O mais preocupante é o objetivo narrativo do seu artigo: ele parece menos interessado na verdade e muito mais em retratar o Islã como espiritualmente demoníaco, ao mesmo tempo que eleva sua interpretação do Cristianismo como singularmente puro. Isso não é teologia; é tribalismo, disfarçado de discurso de discernimento.

Para mim, e espero que para outros leitores perspicazes, isso levanta questões necessárias: quem se beneficia ao fomentar o medo entre cristãos e muçulmanos? Quem financia, amplifica e apoia narrativas que retratam populações religiosas inteiras como espiritualmente comprometidas?
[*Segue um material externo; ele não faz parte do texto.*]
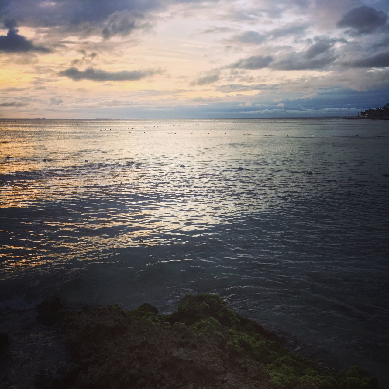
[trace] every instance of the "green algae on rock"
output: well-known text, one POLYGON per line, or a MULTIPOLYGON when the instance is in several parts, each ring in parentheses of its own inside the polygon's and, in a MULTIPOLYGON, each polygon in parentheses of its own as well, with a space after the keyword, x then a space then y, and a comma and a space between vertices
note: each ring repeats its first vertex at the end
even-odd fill
POLYGON ((341 372, 294 354, 216 295, 187 294, 170 315, 147 303, 126 312, 117 305, 76 312, 59 301, 40 307, 38 317, 63 331, 71 358, 53 388, 379 387, 358 366, 341 372))

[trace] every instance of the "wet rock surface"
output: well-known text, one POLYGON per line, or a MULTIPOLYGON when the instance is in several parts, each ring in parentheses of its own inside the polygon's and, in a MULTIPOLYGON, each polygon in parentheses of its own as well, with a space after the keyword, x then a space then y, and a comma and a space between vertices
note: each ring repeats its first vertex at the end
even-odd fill
POLYGON ((147 303, 70 309, 58 299, 36 311, 68 353, 55 370, 35 372, 40 389, 380 387, 357 366, 341 372, 294 354, 216 295, 186 295, 170 315, 147 303))

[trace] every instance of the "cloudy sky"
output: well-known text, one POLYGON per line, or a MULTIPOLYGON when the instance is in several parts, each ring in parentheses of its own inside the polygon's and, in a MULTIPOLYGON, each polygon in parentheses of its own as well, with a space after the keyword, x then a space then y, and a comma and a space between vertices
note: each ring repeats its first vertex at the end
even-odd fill
POLYGON ((387 0, 0 0, 0 116, 355 115, 389 102, 387 0))

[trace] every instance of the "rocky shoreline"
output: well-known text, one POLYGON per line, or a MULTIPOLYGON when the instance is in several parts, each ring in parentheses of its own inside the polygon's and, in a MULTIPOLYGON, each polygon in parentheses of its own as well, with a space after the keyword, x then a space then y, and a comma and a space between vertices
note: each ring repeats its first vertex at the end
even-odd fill
POLYGON ((39 389, 380 387, 358 366, 339 371, 293 353, 216 295, 187 294, 170 315, 147 303, 127 312, 70 308, 59 298, 36 309, 37 321, 56 329, 68 352, 56 370, 37 372, 39 389))

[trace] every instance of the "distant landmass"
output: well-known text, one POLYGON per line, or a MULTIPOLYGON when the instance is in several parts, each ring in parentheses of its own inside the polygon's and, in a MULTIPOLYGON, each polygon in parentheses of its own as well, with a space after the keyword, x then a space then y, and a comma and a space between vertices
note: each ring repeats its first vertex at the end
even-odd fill
POLYGON ((389 103, 387 103, 382 108, 378 107, 361 111, 359 116, 348 116, 343 118, 351 120, 359 119, 389 120, 389 103))

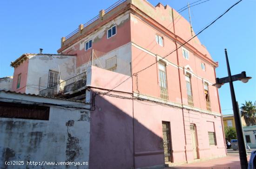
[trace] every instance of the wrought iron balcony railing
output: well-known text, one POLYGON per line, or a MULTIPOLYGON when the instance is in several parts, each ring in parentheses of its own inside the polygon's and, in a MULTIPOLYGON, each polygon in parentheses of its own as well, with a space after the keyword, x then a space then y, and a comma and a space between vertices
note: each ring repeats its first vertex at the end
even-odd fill
POLYGON ((168 100, 168 89, 160 86, 160 97, 168 100))
POLYGON ((193 96, 188 95, 188 104, 189 106, 194 106, 194 102, 193 101, 193 96))
POLYGON ((209 101, 206 101, 206 108, 207 110, 211 111, 211 103, 209 101))
POLYGON ((74 91, 86 85, 86 72, 82 73, 39 92, 39 95, 57 97, 74 91))

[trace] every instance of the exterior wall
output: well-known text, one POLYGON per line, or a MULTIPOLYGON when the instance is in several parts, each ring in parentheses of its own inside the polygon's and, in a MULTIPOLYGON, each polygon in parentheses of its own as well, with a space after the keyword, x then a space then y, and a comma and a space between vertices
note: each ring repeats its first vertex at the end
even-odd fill
POLYGON ((243 129, 245 142, 246 142, 245 136, 250 136, 251 142, 246 142, 246 145, 249 145, 251 148, 256 148, 256 125, 244 127, 243 129))
MULTIPOLYGON (((4 92, 0 92, 0 96, 47 103, 78 104, 67 100, 4 92)), ((84 109, 51 106, 49 120, 0 118, 1 168, 13 168, 13 165, 5 164, 5 161, 24 161, 24 165, 19 167, 22 169, 35 167, 27 165, 27 161, 88 162, 89 116, 89 112, 84 109), (72 124, 72 122, 73 125, 68 125, 72 124)), ((55 169, 56 166, 58 165, 44 167, 55 169)), ((88 165, 70 167, 88 168, 88 165)), ((58 167, 67 167, 65 164, 58 167)))
POLYGON ((22 63, 20 63, 18 67, 14 68, 13 85, 12 85, 12 91, 21 93, 25 93, 27 78, 28 68, 28 59, 27 59, 22 63), (20 73, 21 74, 20 84, 20 88, 17 88, 18 75, 20 73))
POLYGON ((38 94, 40 90, 48 87, 49 70, 59 72, 59 68, 61 79, 64 80, 76 75, 75 56, 38 54, 29 58, 27 94, 38 94))
MULTIPOLYGON (((107 53, 104 53, 99 57, 97 54, 99 53, 97 51, 94 51, 93 66, 108 69, 109 68, 106 66, 107 60, 115 56, 116 56, 116 69, 115 71, 121 74, 130 75, 131 68, 130 63, 131 62, 131 43, 128 43, 122 45, 116 49, 113 50, 107 53)), ((87 67, 88 64, 91 65, 91 61, 88 63, 84 63, 81 66, 77 68, 77 73, 81 73, 87 67)))
MULTIPOLYGON (((242 126, 244 127, 246 126, 246 123, 245 123, 245 120, 243 117, 241 117, 242 126)), ((228 120, 232 120, 232 127, 235 128, 236 129, 236 124, 235 123, 235 119, 234 118, 233 115, 229 115, 223 116, 223 127, 228 126, 228 120)))
MULTIPOLYGON (((167 26, 166 25, 168 22, 169 25, 173 26, 172 20, 170 19, 172 18, 172 10, 168 6, 165 8, 162 7, 161 6, 162 6, 160 4, 155 8, 145 1, 135 0, 133 2, 140 10, 156 19, 162 25, 167 26), (145 6, 143 6, 142 4, 145 6), (164 14, 162 14, 164 13, 164 14)), ((191 34, 191 32, 182 28, 190 28, 190 26, 188 21, 183 17, 180 17, 179 22, 181 22, 183 25, 176 25, 175 24, 175 29, 182 30, 185 35, 181 37, 184 38, 184 39, 187 39, 188 37, 186 35, 189 33, 191 34)), ((180 45, 180 44, 176 44, 174 40, 168 35, 167 33, 161 31, 161 29, 159 27, 149 23, 149 21, 138 15, 131 14, 131 27, 133 46, 132 74, 154 63, 180 45), (141 30, 143 31, 141 31, 141 30), (155 35, 160 35, 163 38, 163 46, 157 44, 155 39, 155 35)), ((173 30, 173 31, 174 32, 173 30)), ((177 34, 178 33, 179 33, 178 32, 177 34)), ((211 86, 215 81, 214 66, 197 56, 196 51, 201 51, 207 56, 209 56, 209 55, 205 47, 201 44, 198 39, 195 40, 196 41, 196 43, 191 43, 189 44, 190 46, 184 46, 189 51, 189 60, 183 56, 182 48, 179 49, 177 52, 173 52, 163 60, 167 65, 168 100, 177 103, 182 103, 179 82, 180 80, 182 88, 182 103, 188 105, 185 75, 188 72, 192 75, 191 85, 194 106, 204 110, 207 109, 203 91, 203 83, 206 81, 209 84, 211 110, 220 113, 217 89, 211 86), (205 64, 205 71, 202 69, 202 63, 205 64), (180 73, 180 79, 178 71, 180 73)), ((210 58, 210 56, 209 58, 210 58)), ((160 97, 157 64, 155 64, 140 72, 137 77, 136 77, 136 79, 137 78, 140 93, 155 97, 160 97)), ((135 84, 136 80, 134 78, 134 91, 138 92, 137 85, 135 84)))
POLYGON ((12 89, 13 80, 13 76, 0 78, 0 90, 10 90, 12 89))
MULTIPOLYGON (((76 55, 76 65, 78 68, 88 62, 91 56, 92 49, 102 53, 108 53, 130 42, 130 15, 126 12, 113 18, 105 25, 96 29, 95 31, 61 51, 61 53, 76 55), (108 29, 115 25, 116 25, 116 34, 108 38, 108 29), (86 51, 85 43, 90 39, 92 40, 92 48, 86 51)), ((100 54, 100 56, 98 56, 100 57, 101 55, 100 54)))
MULTIPOLYGON (((110 71, 92 67, 91 85, 112 89, 128 77, 110 71), (102 76, 102 75, 104 75, 102 76)), ((89 80, 88 80, 89 81, 89 80)), ((130 92, 131 79, 115 90, 130 92)), ((92 89, 91 94, 96 91, 92 89)), ((110 94, 116 94, 109 92, 110 94)), ((120 94, 124 96, 129 94, 120 94)), ((97 95, 96 109, 91 112, 90 169, 127 169, 133 166, 132 100, 97 95)))

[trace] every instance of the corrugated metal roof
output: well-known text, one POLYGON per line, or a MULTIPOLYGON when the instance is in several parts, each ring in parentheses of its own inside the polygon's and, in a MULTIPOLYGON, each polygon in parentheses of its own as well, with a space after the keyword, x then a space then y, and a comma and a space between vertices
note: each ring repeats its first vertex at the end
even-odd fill
POLYGON ((28 96, 44 97, 44 98, 50 98, 50 99, 58 99, 58 100, 67 100, 67 101, 74 101, 74 102, 79 102, 79 103, 84 103, 84 102, 82 102, 81 100, 71 100, 71 99, 62 99, 62 98, 59 98, 54 97, 43 96, 39 95, 38 94, 26 94, 26 93, 20 93, 20 92, 14 92, 14 91, 10 91, 10 90, 0 90, 0 92, 5 92, 6 93, 13 93, 13 94, 15 94, 26 95, 28 95, 28 96))

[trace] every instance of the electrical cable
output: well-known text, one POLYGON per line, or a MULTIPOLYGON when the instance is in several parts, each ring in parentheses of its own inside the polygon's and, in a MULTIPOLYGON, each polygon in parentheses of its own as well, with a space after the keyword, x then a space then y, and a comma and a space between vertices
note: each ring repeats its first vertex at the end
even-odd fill
POLYGON ((185 10, 186 10, 187 9, 188 9, 188 8, 189 8, 189 7, 193 7, 193 6, 197 6, 197 5, 200 5, 200 4, 202 4, 203 3, 204 3, 204 2, 207 2, 207 1, 209 1, 209 0, 205 0, 205 1, 203 1, 203 2, 200 2, 200 3, 198 3, 198 4, 195 4, 195 5, 192 5, 192 6, 190 6, 190 5, 191 5, 192 4, 189 4, 189 7, 187 7, 187 8, 184 9, 183 10, 182 10, 181 11, 179 12, 179 11, 178 11, 177 12, 178 12, 179 13, 181 13, 181 12, 182 12, 185 11, 185 10))

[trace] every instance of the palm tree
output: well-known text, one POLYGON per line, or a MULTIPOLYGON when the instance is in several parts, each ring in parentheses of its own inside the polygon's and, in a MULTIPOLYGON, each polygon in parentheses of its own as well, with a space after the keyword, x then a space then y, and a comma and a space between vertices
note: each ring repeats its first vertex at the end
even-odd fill
POLYGON ((245 104, 242 104, 242 116, 243 116, 246 125, 256 125, 256 105, 251 101, 245 101, 245 104))

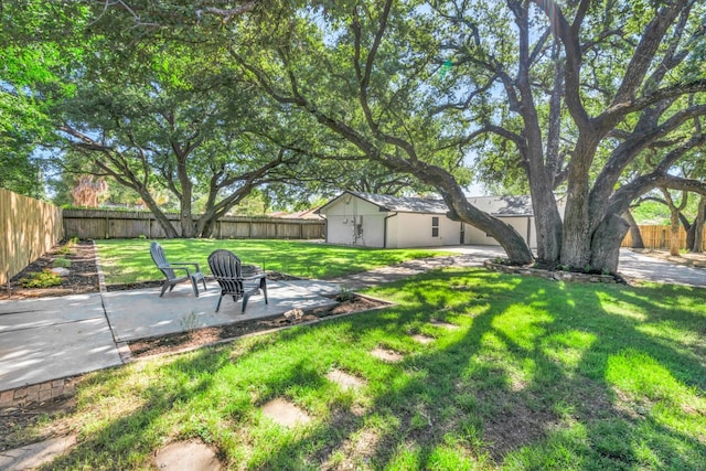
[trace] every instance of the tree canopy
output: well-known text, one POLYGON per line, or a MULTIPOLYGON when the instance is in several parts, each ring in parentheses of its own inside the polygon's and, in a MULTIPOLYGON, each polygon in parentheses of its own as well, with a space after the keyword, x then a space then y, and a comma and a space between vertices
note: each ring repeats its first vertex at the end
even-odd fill
POLYGON ((705 139, 702 2, 82 4, 90 54, 68 74, 81 93, 52 118, 74 151, 103 156, 97 171, 179 195, 183 234, 194 192, 214 195, 216 215, 239 186, 416 181, 532 261, 512 227, 468 202, 475 174, 530 191, 541 260, 614 271, 621 215, 641 195, 706 193, 682 171, 705 139))

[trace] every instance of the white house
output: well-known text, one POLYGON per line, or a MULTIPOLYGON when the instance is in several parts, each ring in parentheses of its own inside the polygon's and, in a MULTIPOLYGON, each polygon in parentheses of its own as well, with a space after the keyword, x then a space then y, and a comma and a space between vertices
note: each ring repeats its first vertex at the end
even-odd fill
MULTIPOLYGON (((513 226, 530 247, 536 247, 530 196, 478 196, 469 202, 513 226)), ((330 244, 379 248, 500 245, 484 232, 449 220, 448 211, 441 200, 346 191, 318 213, 327 220, 330 244)))
POLYGON ((363 247, 458 245, 461 223, 446 217, 441 200, 345 192, 319 208, 327 242, 363 247))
E por que rituais maçônicos obscuros de clubes fraternos americanos estão sendo usados ​​como evidência para definir uma religião com mais de um bilhão de pessoas?

Rhoda, você está enquadrando o Islã não através de suas escrituras, sua história ou sua tradição vivida, mas através do comportamento dos Shriners e ex-ocultistas; grupos que os próprios muçulmanos rejeitam e condenam. Isso não é pesquisa. É um argumento forçado, montado de trás para frente: primeiro a conclusão, depois as evidências, e toda a estrutura se mantém unida apenas por persuasão emocional e suspeita cultural.

Se você deseja criticar o Islã, fique à vontade, mas a crítica exige a leitura do Alcorão, em vez de se basear em testemunhos de ex-maçons que adaptaram o ocultismo ocidental a práticas árabes. Exige diferenciar entre o que o Islã ensina e o que pessoas de fora fazem usando imagens islâmicas. E exige humildade intelectual, a disposição de reconhecer quando se projeta os próprios medos ou narrativas em outra tradição.

Você pede aos seus leitores que acreditem que o Islã está espiritualmente comprometido, mas seu próprio argumento se baseia em uma mistura de informações, especulações e relatos de segunda mão. Os cristãos merecem algo melhor. Os muçulmanos merecem algo melhor. E a verdade certamente merece algo melhor.
Se você gostaria de explorar o Islã ensina — em vez do que ordens marginais americanas têm fingido que seja — eu ficaria feliz em continuar esta discussão.

Já comentei seus artigos antes, e está cada vez mais claro que sua narrativa é tendenciosa, mal pesquisada e intelectualmente superficial. Esse tipo de escrita não serve aos seus leitores; pelo contrário, os engana. Se você continuar nesse caminho sem corrigir seus erros, isso acabará por minar sua credibilidade muito mais do que qualquer coisa que você tente expor.

Eu o(a) exorto a honrar seu público com sinceridade e precisão, e a concentrar sua atenção nos verdadeiros centros de poder malévolo, aqueles que qualquer pessoa com olhos abertos pode agora ver claramente. A menos, é claro, que sua relutância em nomeá-los tenha menos a ver com cautela e mais com quem apoia a narrativa que você está apresentando?